I'm Working on a list of adjectives that describe the way I feel right now. Any suggestions?

What I have so far is:

alone
betrayed
c
dead
"Empty With You"
f*cked over
goodbye
hopeless
insane
j
k
lost
m
not over you
over you
p
q
running
stupid
tied down
useless
v
w
x
y
*zip*

What happened is my girlfriend of 9 months as of yesterday broke up with me. We had a long description, and she decided (evidently her friend told her) that we have nothing in common and we should break up. I officially hate her friend. And I still love her. A song to fit my mood: Madina Lake "One Last Kiss."

I miss her, and it's been only a few hours. I want her back. "Where ever you are now, here you were adored."

I don't even know if it was hard for her. She kept saying that we would get back together later, but was her friend long enough to know that she told everyone before me that. and guess what? She hasn't gotten back with them. I just hope there wasn't anyone else.

She is my first love, and I can't let her go lightly. I feel like nothing and everything. Everything in my room reminds me of her. My bracelets that I wear all the time, the ones I spent hours making, were made usually having to do with her. My walls are covered with her art work. My head is filled with her. I'm lost without her.

If I think about it, we were doomed from the start. Our parents hated our relationship, and did everything to stop it. Really, us ourselves were wrong for each other. But I loved her, and I thought we could make it work. I'm too stupid to leave well enough alone and just be friends. I should have just stayed her best friend. I gave up my life for her and planned my future including her. And now it was all a waste.

I think she abused me. I was always coming away with crap from her. But I loved her. I loved who she was before we were together. When we were friends and I couldn't make any claims on her heart. She didn't understand what a relationship was, and she wasn't ready. I pushed her into one, and demanded that she make it work. I think she was right when she told me she doesn't know what love is. She doesn't know how to give and take in a relationship.

This may be cruel to say, but I hope she cried. I hope she balled her eyes out when she said goodbye to me. For all the times I've stayed up all night crying over her, she needs some payback. She needs to cry over me.

But I hope she gets over me eventually, and she fulfills her dreams. I hope she gets to be a photographer, and goes on to be successful.

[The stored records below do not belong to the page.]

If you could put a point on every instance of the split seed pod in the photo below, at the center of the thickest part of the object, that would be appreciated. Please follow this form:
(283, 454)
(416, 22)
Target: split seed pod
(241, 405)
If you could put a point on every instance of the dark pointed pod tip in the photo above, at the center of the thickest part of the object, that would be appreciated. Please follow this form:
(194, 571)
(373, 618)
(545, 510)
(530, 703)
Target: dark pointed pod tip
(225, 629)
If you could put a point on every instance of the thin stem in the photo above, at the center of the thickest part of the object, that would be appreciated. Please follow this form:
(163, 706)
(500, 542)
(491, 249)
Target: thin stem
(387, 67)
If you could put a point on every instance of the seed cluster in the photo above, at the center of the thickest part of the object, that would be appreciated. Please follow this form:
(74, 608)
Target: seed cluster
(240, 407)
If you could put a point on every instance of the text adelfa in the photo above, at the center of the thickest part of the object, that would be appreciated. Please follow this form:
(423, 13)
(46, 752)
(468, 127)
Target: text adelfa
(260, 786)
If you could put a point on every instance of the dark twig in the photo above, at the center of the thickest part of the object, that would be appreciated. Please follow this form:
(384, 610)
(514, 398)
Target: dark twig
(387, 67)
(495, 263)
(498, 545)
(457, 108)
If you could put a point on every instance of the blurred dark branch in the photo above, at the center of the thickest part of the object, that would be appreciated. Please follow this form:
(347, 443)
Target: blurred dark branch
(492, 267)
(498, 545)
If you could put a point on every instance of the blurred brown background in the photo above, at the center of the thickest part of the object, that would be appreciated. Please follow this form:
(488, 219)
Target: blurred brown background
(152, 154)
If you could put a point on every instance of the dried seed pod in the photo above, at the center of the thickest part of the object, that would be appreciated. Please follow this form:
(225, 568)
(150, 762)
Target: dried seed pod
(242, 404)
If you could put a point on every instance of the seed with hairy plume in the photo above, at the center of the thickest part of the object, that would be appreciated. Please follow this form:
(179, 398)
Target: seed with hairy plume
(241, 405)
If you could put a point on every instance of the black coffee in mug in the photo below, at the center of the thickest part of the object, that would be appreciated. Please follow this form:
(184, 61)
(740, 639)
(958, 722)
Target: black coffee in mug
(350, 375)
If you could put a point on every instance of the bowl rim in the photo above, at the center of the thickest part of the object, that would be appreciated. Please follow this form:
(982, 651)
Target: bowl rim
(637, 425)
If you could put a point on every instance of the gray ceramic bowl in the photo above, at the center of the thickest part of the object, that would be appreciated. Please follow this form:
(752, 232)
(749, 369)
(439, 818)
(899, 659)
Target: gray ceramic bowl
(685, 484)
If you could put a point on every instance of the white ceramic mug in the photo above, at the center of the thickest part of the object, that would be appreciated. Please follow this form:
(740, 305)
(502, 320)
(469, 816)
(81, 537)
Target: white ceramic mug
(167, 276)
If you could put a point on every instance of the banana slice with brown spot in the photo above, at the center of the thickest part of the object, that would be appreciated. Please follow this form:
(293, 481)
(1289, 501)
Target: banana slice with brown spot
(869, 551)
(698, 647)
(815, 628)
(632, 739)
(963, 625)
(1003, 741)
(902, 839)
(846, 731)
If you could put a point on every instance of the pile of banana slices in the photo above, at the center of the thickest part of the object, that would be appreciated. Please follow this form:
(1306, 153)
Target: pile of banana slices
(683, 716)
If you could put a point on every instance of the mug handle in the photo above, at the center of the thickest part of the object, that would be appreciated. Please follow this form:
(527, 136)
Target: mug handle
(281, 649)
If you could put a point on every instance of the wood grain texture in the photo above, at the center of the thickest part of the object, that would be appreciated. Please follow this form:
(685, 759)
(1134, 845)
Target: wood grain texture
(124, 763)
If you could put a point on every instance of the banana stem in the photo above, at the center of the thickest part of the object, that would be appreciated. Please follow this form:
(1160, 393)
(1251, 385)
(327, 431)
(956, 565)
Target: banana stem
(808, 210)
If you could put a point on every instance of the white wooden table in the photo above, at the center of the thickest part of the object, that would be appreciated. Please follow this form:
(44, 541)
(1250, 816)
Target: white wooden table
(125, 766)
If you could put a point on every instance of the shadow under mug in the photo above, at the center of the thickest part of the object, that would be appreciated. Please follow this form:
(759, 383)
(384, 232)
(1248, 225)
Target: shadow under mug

Look up the lyrics to Kenny Chesney's "Anything but Mine." There's a line that says "I don't see how you could ever be anything but mine."
Well, Mickey, I don't see how you could be anything but My Mickey. This can't be goodbye. I've loved you too much, and for too long for this to be over like this. A stupid text message doesn't solve the problems. Your life isn't going to get better just because I'm not in it.